In 1850, the Cambodian mission was separated from the southernmost Vietnam mission. Miche was appointed apostolic vicar of Cambodia and was now in charge of evangelizing Laos. The task continued to prove difficult. Although two missionaries had managed to settle among the Montagnards in 1850, the mission lacked resources. Miche again tried to travel inland, this time during the rainy season when the river was much more navigable. He hoped to visit and review the work of French priests who were living among the Stung Treng and learning to speak Lao. In July 1853, he reached the southern edge of the lands of the Lao people, but found them even less willing to convert than the Cambodians.

In 1854, Miche proposed a conference in Bangkok to concentrate evangelization efforts in Laos, but the political situation in the area was becoming tense and hampered his activities. In 1856, French diplomat Louis Charles de Montigny instructed Miche to petition King Ang Duong of Cambodia to accept French protection to free his country from the influence of Siam. Miche had drafted a letter requesting protectorate status for Duong to send to Emperor Napoleon III of France. Miche failed to persuade Duong to seek France's protection. Duong's death in 1860 triggered a political crisis in the kingdom. His son Norodom was elected king and his brothers, Sisowath and Si Votha, rebelled against him, forcing him to flee to Siam. Miche, together with five French soldiers, organized an army that expelled the rebels and allowed Norodom, with the help of French authorities, to return as king. By around 1863–1864, Miche had secured Norodom's trust and Ernest Doudart de Lagrée, a French naval officer, convinced Norodom to allow the establishment of the French Protectorate of Cambodia. Miche had become the most important of all missionaries in Cambodia.

==Later years and death==
Miche spent the rest of his life engaged in missionary activities. He founded churches and schools in Indochina. He authored a Latin-Cambodian dictionary. A number of his letters chronicling his times were published in the Annales de la propagation de la foi (1863).

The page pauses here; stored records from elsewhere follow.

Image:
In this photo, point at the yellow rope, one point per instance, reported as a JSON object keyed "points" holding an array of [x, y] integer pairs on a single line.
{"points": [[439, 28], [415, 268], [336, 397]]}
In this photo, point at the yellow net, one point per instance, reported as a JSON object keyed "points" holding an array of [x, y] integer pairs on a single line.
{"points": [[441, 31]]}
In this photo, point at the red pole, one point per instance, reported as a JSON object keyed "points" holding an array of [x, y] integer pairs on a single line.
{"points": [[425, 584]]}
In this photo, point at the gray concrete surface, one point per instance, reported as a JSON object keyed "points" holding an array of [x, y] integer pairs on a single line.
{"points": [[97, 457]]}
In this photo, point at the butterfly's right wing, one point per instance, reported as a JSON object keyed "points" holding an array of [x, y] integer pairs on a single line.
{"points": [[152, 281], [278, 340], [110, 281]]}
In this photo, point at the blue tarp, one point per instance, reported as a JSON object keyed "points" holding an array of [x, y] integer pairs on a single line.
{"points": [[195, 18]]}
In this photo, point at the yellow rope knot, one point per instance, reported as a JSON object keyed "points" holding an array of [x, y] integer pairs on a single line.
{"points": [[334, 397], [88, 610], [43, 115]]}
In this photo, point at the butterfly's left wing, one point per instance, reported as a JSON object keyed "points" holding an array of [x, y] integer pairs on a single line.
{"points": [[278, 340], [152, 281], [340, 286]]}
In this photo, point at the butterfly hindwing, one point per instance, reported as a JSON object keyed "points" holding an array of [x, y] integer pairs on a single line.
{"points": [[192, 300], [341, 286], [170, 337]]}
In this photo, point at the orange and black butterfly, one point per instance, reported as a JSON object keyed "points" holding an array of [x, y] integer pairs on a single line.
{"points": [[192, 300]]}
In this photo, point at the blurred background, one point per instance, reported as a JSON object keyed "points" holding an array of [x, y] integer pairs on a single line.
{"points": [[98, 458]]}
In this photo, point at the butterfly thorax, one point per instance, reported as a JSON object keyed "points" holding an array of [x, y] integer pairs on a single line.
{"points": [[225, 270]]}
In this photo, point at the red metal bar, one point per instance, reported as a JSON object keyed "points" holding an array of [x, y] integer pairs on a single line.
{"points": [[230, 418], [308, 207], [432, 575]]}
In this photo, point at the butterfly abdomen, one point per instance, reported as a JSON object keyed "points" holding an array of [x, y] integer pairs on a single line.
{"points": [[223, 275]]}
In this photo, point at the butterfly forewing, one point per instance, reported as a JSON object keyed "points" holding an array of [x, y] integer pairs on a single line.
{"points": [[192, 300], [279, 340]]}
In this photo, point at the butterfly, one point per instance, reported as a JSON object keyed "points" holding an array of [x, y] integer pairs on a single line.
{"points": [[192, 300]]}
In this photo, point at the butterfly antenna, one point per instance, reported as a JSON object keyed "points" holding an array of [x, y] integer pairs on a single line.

Miche died on 1 December 1873 in Saigon. His funeral three days later culminated in a procession of two hundred carriages to the tomb of Pierre Pigneau de Behaine, a famed French missionary, five kilometers outside of the city. Miche's remains were repatriated to France after the Indochina War and inhumed in the crypt of the MEP chapel on 29 April 1983.

Miche is recognized as an early European influence in the Indochina region and instrumental in the establishment of the French Protectorate of Cambodia. He was also an early Western observer of Buddhism in the region and made some unflattering remarks about that faith.